What are the obstacles?
What route will we take?
What haven't we considered/
What might be your next step?
Who can help?

This model was mentioned briefly in an earlier chapter. You’ll find a more detailed version of the model below. It provides a useful structure for coaches to help clients move forward in tangible ways in whatever area of their life -- work, relationships, personal growth -- in which they wish to move forward. Developed by John Whitmore, author of Coaching for Performance: The Principles and Practice of Coaching and Leadership, he identifies four focus areas for moving forward in a positive direction. GROW serves as an acronym for Goal, Reality, Options and Will.

GOAL  |  Where are we headed?
  • How can I be most helpful to you today?
  • What do you need to get the most out of this conversation?
  • What role do you need a listener or advisor to play?
  • What topic should we concentrate on during this session?
  • What is the one topic on which we could focus today that will have the most impact on moving you forward in a meaningful direction?
  • What are the issues that you face today?
  • What are the most important items that are holding you back, giving you grief, or sapping your energy?

REALITY  | Where are we starting from?
  • Tell me about your current situation. Describe it as honestly as you can, yet as objectively as possible. 
  • What are the difficulties that you face?
  • Name the obstacles and how each is impacting your attitude.
  • How are you resourcing yourself around this issue?
  • In what ways have you sought advice or expertise to work through this issue?
  • What is your biggest area of discomfort about this issue?
  • What is the one thing that is causing you the most stress and anxiety?
OPTIONS  |  How can we get there?
  • Tell me what you think may be some options for moving forward?
  • What else? Probe more deeply around all angles of the issue. What are you missing?
  • What other options might present themselves as you take on other perspectives?
  • If there were no obstacles (like money or people) what else would you consider?
  • If all options were possible, what would be the best path forward?
  • Is it possible to choose an option that you perceived as not an option?
  • If _______________ was in this same situation, what do you think ______________ would do?

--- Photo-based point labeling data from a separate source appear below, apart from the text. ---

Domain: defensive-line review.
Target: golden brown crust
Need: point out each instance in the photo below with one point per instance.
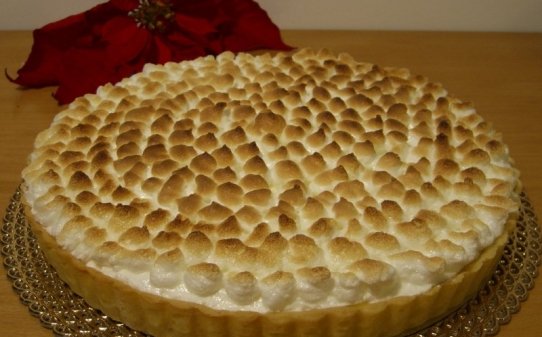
(285, 182)
(161, 317)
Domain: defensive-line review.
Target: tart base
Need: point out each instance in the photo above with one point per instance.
(160, 317)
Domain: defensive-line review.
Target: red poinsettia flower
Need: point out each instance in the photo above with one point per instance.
(115, 39)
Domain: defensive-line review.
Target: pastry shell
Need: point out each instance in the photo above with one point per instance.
(162, 317)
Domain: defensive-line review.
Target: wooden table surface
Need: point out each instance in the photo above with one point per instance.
(501, 73)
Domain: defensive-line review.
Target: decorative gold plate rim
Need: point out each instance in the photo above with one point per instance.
(66, 314)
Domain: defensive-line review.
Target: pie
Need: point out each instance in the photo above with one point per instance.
(295, 193)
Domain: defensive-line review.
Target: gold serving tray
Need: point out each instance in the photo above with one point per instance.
(67, 314)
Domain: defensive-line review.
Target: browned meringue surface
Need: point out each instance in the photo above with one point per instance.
(273, 183)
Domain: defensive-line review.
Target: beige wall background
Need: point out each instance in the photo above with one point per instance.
(457, 15)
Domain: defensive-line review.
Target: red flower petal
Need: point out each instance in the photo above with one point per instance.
(104, 44)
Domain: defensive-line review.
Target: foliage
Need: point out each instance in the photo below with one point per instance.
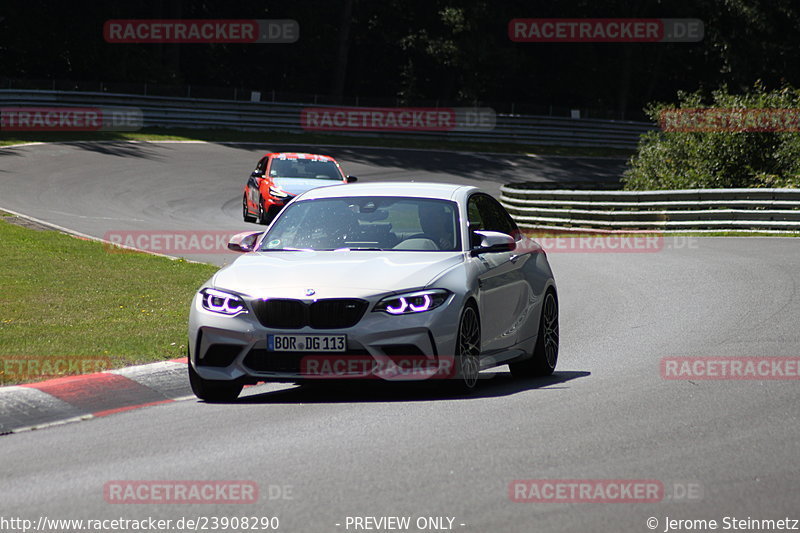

WILL. |  What are you willing to do? What will it take to get there?
  • What do you need to do this? What specific things you will need to make it happen?
  • How will you prioritize your options? What needs to be done first? What can wait?
  • What one thing can you accomplish this week that will move you in the right direction?

CHAPTER  3  |  Student  Assignments



Review of Chapter Outcomes
  • To become familiar with common variants of the ongoing coaching agreement.
  • To discern which models may work best for the types of coaching conversations you regularly participate in.
  • To explore coaching models that still honor ICF's basic agreement.
  • To explore what the client needs from you, as a coach, to help them achieve their preferred future.